Nikt nie lubi długo czekać na odpowiedź na reklamację wadliwej rzeczy. Jaka jest tu różnica między zakupem na firmę czy prywatnie?

Jeśli rzecz kupiono prywatnie, to sprzedawca ma na odpowiedź 14 dni. Jeśli sprzedawca w tym terminie nie odpowiedział na reklamację, to uważa się, że uznał ją za zasadną.

Co jeśli zakupy zrobiono na firmę? Nie ma przepisów, które by wprowadzały podobną zasadę. Nie można więc liczyć na to, ze brak odpowiedzi na reklamację zostanie potraktowany jako uznanie reklamacji.

Jeżeli kupujący będący konsumentem zażądał wymiany rzeczy lub usunięcia wady albo złożył oświadczenie o obniżeniu ceny, określając kwotę, o którą cena ma być obniżona, a sprzedawca nie ustosunkował się do tego żądania w terminie czternastu dni, uważa się, że żądanie to uznał za uzasadnione.

Brak instrukcji po polsku 

Kupując na firmę nie zawsze dostaniemy instrukcję obsługi po polsku.
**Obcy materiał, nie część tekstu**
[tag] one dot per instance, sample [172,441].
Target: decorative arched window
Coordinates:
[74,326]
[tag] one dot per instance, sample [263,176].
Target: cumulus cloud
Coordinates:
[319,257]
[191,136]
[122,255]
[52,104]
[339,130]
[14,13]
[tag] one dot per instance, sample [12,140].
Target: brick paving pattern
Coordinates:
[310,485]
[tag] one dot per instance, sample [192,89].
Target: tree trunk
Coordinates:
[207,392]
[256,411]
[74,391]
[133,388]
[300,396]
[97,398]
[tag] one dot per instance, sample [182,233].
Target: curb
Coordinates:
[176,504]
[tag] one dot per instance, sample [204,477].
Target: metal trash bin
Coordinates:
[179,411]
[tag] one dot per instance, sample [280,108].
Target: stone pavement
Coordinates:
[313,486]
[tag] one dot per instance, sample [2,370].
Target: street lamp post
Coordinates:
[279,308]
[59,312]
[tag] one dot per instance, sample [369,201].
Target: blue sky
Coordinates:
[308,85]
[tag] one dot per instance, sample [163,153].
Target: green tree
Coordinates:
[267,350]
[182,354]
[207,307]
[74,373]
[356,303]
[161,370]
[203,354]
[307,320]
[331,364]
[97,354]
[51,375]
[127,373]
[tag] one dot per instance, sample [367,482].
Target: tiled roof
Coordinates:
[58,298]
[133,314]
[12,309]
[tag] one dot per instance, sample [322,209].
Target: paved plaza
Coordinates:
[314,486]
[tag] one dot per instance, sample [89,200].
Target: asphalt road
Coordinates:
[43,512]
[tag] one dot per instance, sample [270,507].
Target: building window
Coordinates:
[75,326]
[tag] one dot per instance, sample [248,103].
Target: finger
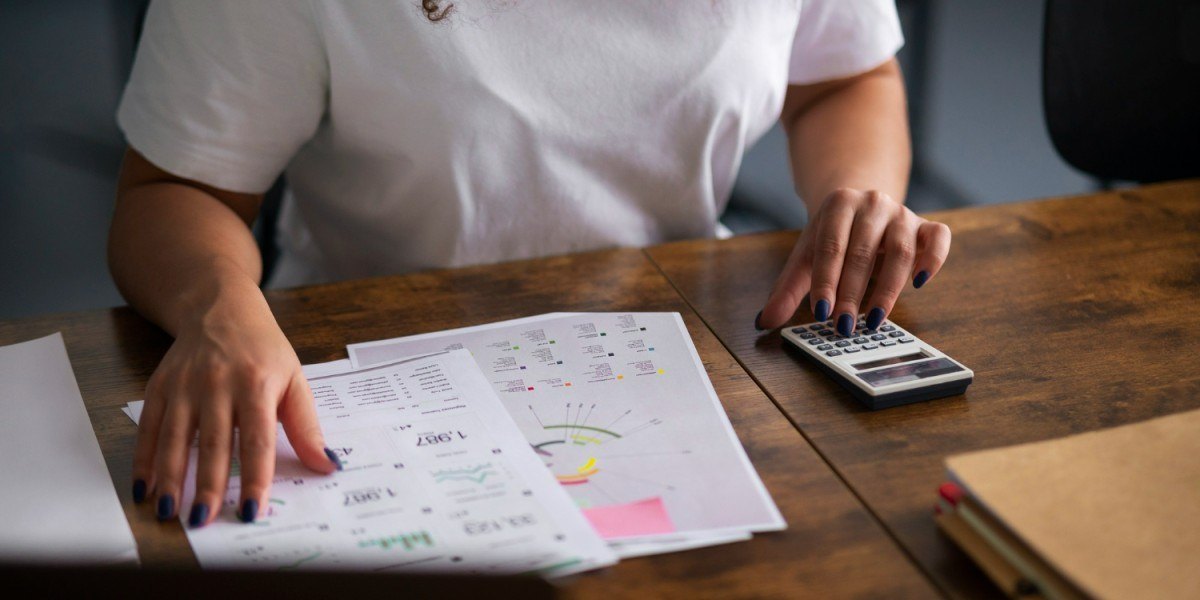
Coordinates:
[298,413]
[171,460]
[829,244]
[859,261]
[256,441]
[213,461]
[149,424]
[899,246]
[790,288]
[933,247]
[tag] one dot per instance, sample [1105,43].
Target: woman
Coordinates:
[442,135]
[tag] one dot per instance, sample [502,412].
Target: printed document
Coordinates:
[621,411]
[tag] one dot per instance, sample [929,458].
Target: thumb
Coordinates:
[298,414]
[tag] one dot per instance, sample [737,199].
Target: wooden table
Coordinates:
[1074,313]
[833,547]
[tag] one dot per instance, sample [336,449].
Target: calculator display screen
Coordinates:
[910,372]
[892,360]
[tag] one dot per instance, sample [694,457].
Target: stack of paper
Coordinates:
[57,498]
[1109,514]
[436,478]
[619,408]
[515,447]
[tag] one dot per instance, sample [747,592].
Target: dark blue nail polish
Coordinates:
[249,511]
[198,516]
[166,507]
[822,312]
[846,324]
[333,457]
[874,318]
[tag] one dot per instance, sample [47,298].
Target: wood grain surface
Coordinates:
[833,546]
[1074,313]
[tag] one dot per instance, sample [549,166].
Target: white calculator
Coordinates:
[882,367]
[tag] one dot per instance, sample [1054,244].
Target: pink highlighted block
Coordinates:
[641,517]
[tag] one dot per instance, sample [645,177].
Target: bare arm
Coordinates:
[849,141]
[184,256]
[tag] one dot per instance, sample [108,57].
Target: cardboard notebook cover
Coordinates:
[1115,511]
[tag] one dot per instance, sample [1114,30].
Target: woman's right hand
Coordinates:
[229,370]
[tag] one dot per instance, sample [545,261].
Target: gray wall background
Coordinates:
[975,88]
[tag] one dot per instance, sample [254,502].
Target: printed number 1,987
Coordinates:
[439,438]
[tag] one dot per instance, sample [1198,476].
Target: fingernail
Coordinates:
[874,318]
[199,515]
[846,324]
[166,507]
[822,312]
[249,511]
[333,457]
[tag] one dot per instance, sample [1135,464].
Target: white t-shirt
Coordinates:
[513,129]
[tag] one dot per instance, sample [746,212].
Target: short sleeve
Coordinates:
[839,39]
[226,91]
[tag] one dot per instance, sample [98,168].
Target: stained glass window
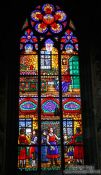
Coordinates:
[50,114]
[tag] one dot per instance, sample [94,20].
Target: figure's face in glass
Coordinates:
[51,130]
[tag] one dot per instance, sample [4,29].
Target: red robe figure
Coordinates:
[77,141]
[22,140]
[52,151]
[33,150]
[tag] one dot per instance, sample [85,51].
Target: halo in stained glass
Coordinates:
[48,19]
[36,15]
[48,8]
[41,28]
[69,48]
[56,28]
[60,16]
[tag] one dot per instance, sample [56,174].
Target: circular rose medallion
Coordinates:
[48,19]
[41,28]
[48,8]
[56,28]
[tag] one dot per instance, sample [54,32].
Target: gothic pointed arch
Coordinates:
[50,114]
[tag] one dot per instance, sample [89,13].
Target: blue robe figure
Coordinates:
[44,147]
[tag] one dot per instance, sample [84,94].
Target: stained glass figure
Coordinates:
[50,116]
[46,19]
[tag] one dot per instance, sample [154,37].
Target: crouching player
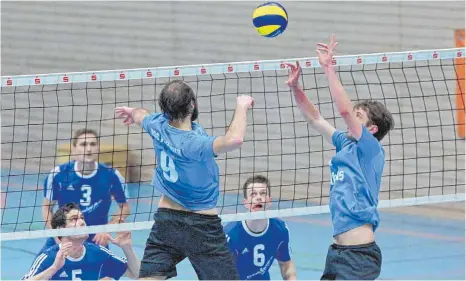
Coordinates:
[255,244]
[75,259]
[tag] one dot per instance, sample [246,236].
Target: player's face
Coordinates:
[87,148]
[258,197]
[76,219]
[362,117]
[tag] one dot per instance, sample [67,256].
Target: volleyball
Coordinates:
[270,19]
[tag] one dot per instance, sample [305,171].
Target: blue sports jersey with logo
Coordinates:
[92,192]
[95,263]
[356,175]
[254,253]
[186,170]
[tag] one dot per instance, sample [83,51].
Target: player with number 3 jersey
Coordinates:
[255,244]
[89,184]
[187,222]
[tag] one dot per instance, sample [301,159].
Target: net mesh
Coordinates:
[424,153]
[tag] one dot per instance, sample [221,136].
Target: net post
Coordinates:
[460,86]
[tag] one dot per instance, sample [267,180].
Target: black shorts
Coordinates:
[361,262]
[177,235]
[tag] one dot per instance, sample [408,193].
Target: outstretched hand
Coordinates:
[293,77]
[122,239]
[125,113]
[325,52]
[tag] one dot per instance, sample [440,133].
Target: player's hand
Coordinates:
[122,239]
[125,113]
[61,255]
[325,52]
[101,239]
[245,101]
[293,78]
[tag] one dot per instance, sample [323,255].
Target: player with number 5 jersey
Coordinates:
[187,222]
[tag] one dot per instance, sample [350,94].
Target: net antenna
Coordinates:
[425,153]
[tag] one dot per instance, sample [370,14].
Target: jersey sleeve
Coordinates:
[368,145]
[113,266]
[284,250]
[51,187]
[198,147]
[148,122]
[119,188]
[340,140]
[231,238]
[40,264]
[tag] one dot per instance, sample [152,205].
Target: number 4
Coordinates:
[168,167]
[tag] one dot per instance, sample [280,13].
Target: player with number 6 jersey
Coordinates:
[89,184]
[255,244]
[186,223]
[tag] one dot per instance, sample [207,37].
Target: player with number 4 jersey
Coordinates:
[89,184]
[255,244]
[186,223]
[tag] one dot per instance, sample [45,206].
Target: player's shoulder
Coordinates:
[232,228]
[197,128]
[105,168]
[279,225]
[49,253]
[156,117]
[63,168]
[96,250]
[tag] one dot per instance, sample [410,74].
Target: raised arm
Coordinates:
[307,108]
[234,137]
[131,115]
[340,97]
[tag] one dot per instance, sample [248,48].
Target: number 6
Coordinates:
[259,258]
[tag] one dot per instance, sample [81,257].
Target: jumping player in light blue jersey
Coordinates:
[75,259]
[186,223]
[89,184]
[356,173]
[255,244]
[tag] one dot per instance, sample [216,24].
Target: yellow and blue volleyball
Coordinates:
[270,19]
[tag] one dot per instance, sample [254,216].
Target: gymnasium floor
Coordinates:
[416,243]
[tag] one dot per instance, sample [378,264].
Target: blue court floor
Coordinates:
[413,247]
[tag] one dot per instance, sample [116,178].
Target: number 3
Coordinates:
[74,274]
[168,167]
[86,192]
[259,258]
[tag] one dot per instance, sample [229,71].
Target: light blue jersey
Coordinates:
[95,263]
[356,174]
[186,170]
[254,253]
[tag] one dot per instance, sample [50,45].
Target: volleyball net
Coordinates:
[425,153]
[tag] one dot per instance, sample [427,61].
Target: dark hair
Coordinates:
[378,115]
[59,218]
[176,101]
[81,132]
[256,179]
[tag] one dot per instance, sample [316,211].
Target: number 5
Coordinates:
[259,258]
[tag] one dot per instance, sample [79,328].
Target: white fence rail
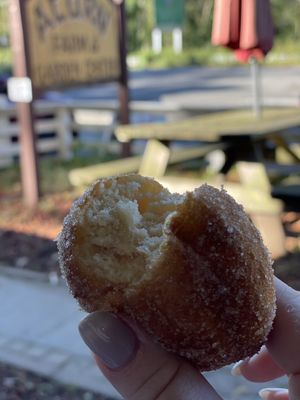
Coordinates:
[55,124]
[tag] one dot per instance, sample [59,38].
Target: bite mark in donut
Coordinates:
[191,269]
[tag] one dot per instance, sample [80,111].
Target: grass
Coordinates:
[54,172]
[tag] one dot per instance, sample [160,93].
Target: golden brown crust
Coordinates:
[210,297]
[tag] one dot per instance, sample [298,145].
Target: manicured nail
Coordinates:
[267,392]
[110,338]
[236,369]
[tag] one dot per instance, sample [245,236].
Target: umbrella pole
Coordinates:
[256,86]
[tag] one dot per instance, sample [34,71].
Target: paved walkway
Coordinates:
[38,331]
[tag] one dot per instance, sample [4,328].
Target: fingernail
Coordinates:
[265,393]
[236,369]
[110,338]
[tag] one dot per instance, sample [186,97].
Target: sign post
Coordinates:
[59,44]
[28,151]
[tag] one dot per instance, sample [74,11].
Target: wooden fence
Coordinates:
[56,123]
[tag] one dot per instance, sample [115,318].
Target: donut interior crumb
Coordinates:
[125,228]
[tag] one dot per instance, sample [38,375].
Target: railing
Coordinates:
[55,124]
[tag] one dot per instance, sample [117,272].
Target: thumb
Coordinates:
[138,368]
[283,343]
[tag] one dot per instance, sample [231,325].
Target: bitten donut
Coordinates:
[191,269]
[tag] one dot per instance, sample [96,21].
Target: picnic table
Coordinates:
[244,135]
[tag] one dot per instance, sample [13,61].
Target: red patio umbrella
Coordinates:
[246,27]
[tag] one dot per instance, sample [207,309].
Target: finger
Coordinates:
[259,368]
[283,343]
[138,368]
[294,387]
[274,394]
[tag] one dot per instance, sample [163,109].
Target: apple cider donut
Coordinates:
[191,269]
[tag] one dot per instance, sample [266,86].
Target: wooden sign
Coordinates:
[71,42]
[59,44]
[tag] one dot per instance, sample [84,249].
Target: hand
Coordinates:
[139,369]
[281,355]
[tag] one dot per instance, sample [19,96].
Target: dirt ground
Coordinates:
[18,384]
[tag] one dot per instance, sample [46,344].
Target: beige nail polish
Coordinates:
[266,392]
[110,338]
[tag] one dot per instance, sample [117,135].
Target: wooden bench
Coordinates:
[154,162]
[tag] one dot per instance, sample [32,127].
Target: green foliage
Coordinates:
[198,21]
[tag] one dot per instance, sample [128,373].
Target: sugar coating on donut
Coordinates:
[190,269]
Kupując prywatnie, jako konsument, instrukcję po polsku musimy dostać - wymagają tego przepisy.

Sprzedając w Polsce towar czy usługi konsumentom, trzeba się posługiwać językiem polskim. Po polsku muszą być m.in. warunki gwarancji, instrukcje obsługi, oferty, wymagane informacje dla konsumentów. Wynika to z ustawy o języku polskim (art. 7 i 7a).

Jeśli kupującym nie jest konsument, to wymogu posługiwania się językiem polskim nie ma. Może się więc okazać, że np. do kupionego sprzętu nie będzie dołączona polska instrukcja obsługi. Warto więc spytać wcześniej co z instrukcją, przed kupnem na firmę czy prywatnie

Niedozwolone klauzule - ochrona tylko dla konsumentów

Kupując prywatnie, jesteśmy dodatkowo chronieni przepisami o tzw. niedozwolonych klauzulach umownych. Konsumenci z reguły “w ciemno” akceptują regulaminy czy podpisują umowy, bez czytania. Dla przedsiębiorców to pokusa, żeby wpisać tam rzeczy jak najbardziej korzystne dla siebie. Jeśli postanowienie w regulaminie czy wzorze umowy rażąco narusza interesu konsumentów, to konsument nie musi go przestrzegać. To tzw. niedozwolone klauzule umowne. Są one publikowane w rejestrze niedozwolonych klauzul.

Przykład 3.

Sprzedawca z Wrocławia zapisał w regulaminie, że wszystkie spory będzie rozstrzygał sąd z Wrocławia. Zapis jest niekorzystny dla konsumentów i zmusza ich do tego, żeby zawsze sprawa była we Wrocławiu.  Jest to niedozwolona klauzula umowna, która nie wiąże konsumenta. O tym, gdzie sprawa sądowa z udziałem konsumenta będzie się toczyć, decydują przepisy prawa. W zależności od okoliczności może to być sąd z Wrocławia, ale też sąd z miejscowości konsumenta. To samo postanowienie w regulaminie będzie jednak skuteczne wobec klientów, którzy nie są konsumentami. Jeśli towar kupił przedsiębiorca, to spory będzie rozstrzygał sąd we Wrocławiu. Ujawnia się tu różnica między zawarciem umowy na firmę czy prywatnie.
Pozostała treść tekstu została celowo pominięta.